A Reconfigurable Convolution-in-Pixel CMOS Image Sensor Architecture
Ruibing Song, Kejie Huang, Zongsheng Wang, Haibin Shen
TL;DR
The work tackles data movement and energy bottlenecks in CNN-based vision systems by moving the first-layer convolution into a reconfigurable Processing-in-Pixel CMOS image sensor. It introduces a PWM-driven MAC built from 2.5T-per-pixel units with in-array convlink wiring and kernel-splicing to realize $3\times3$ to $9\times9$ kernels, enabling parallel, in-sensor first-layer computation. Simulation results in a $128\times128$ array show high linearity ($R^2>0.98$), substantial readout reduction, and a computing efficiency up to $11.65$ TOPS/W for a $7\times7$ kernel at $60$ FPS, with energy per frame far lower than traditional CIS+DLA systems.

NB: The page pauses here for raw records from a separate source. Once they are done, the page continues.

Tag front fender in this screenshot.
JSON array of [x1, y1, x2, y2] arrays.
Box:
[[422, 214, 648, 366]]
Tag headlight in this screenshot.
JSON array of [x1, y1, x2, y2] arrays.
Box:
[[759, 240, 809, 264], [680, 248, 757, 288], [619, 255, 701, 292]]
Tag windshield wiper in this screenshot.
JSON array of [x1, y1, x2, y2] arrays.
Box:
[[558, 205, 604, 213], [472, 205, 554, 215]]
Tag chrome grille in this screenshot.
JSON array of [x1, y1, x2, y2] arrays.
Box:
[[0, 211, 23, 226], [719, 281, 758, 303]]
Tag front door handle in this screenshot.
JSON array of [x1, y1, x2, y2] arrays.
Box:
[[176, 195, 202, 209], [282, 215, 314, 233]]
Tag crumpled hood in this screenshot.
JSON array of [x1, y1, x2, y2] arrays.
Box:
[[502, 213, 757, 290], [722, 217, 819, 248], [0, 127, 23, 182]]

The approach improves fill-factor, reduces power, and supports scalable kernel sizes for IoT and surveillance scenarios, where low-latency, low-power vision is critical.
Abstract
The separation of the data capture and analysis in modern vision systems has led to a massive amount of data transfer between the end devices and cloud computers, resulting in long latency, slow response, and high power consumption. Efficient hardware architectures are under focused development to enable Artificial Intelligence (AI) at the resource-limited end sensing devices. One of the most promising solutions is to enable Processing-in-Pixel (PIP) scheme. However, the conventional schemes suffer from the low fill-factor issue. This paper proposes a PIP based CMOS sensor architecture, which allows convolution operation before the column readout circuit to significantly improve the image reading speed with much lower power consumption. The simulation results show that the proposed architecture could support the computing efficiency up to 11.65 TOPS/W at the 8-bit weight configuration, which is three times as high as the conventional schemes. The transistors required for each pixel are only 2.5T, significantly improving the fill-factor.